Marks the successful completion of a transaction.
||Optional — A postconditional expression.
TCOMMIT marks the successful end of a transaction initiated by the corresponding TSTART.
TCOMMIT decrements the value of the $TLEVEL special variable. InterSystems IRIS terminates the transaction only if $TLEVEL goes to 0. Usually this is when TCOMMIT has been called as many times as TSTART. Changes made during nested transactions are not committed until $TLEVEL=0.
Calling TCOMMIT when $TLEVEL is already 0 results in a <COMMAND> error. This can occur if you issue a TCOMMIT when no transaction is in progress, when the number of TCOMMIT commands is larger than the number of TSTART commands, or following a TROLLBACK command. The corresponding $ZERROR value consists of <COMMAND>, the location of the error (for example +3^mytest), and the data literal *NoTransaction.
An optional postconditional expression. InterSystems IRIS executes the command if the postconditional expression is true (evaluates to a nonzero numeric value). InterSystems IRIS does not execute the command if the postconditional expression is false (evaluates to zero). For further details, refer to Command Postconditional Expressions in Using ObjectScript.
You use TCOMMIT with the TROLLBACK and TSTART commands. See TROLLBACK and TSTART for examples of how to use these transaction processing commands together.
Nested TSTART / TCOMMIT
InterSystems IRIS supports the nesting of the TSTART/TCOMMIT commands, so that modules can issue their TSTART/TCOMMIT pairs correctly, independent of any other TSTART/TCOMMIT issued in the modules that called them or in the modules they call. The current nesting level of the transaction is tracked by the special variable $TLEVEL. The transaction is committed when the outermost matching TCOMMIT is issued; that is, when $TLEVEL goes back to 0.
You can roll back individual nested transactions by calling TROLLBACK 1 or roll back all current transactions by calling TROLLBACK. TROLLBACK rolls back the whole transaction that is in effect — no matter how many levels of TSTART were issued — and sets $TLEVEL to 0.
A TCOMMIT command requests a flush of the journal data involved in that transaction to disk. Whether to wait for this disk write operation to complete is a configurable option:
To configure this option for the current process, use the %SYSTEM.Process.SynchCommit()Opens in a new tab method.

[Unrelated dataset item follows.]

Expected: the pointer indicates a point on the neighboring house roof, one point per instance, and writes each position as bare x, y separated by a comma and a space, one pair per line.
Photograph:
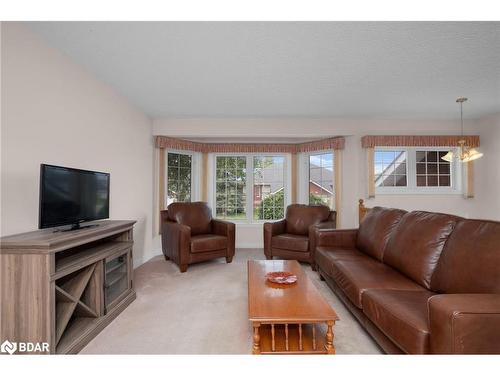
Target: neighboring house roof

To configure this option system-wide, go to the Management Portal, select System Administration, Configuration, Additional Settings, Compatibility. View and edit the current setting of SynchCommit. When set to “true”, TCOMMIT does not complete until the journal data write operation completes. When set to “false”, TCOMMIT does not wait for the write operation to complete. The default is “false”. A restart is required for a change to the SynchCommit setting to take effect.
SQL and Transactions
ObjectScript and SQL transaction commands are fully compatible and interchangeable, with the following exception:
ObjectScript TSTART and SQL START TRANSACTION both start a transaction if no transaction is current. However, START TRANSACTION does not support nested transactions. Therefore, if you need (or may need) nested transactions, it is preferable to start the transaction with TSTART. If you need compatibility with the SQL standard, use START TRANSACTION.
ObjectScript transaction processing provides limited support for nested transactions. SQL transaction processing supplies support for savepoints within transactions.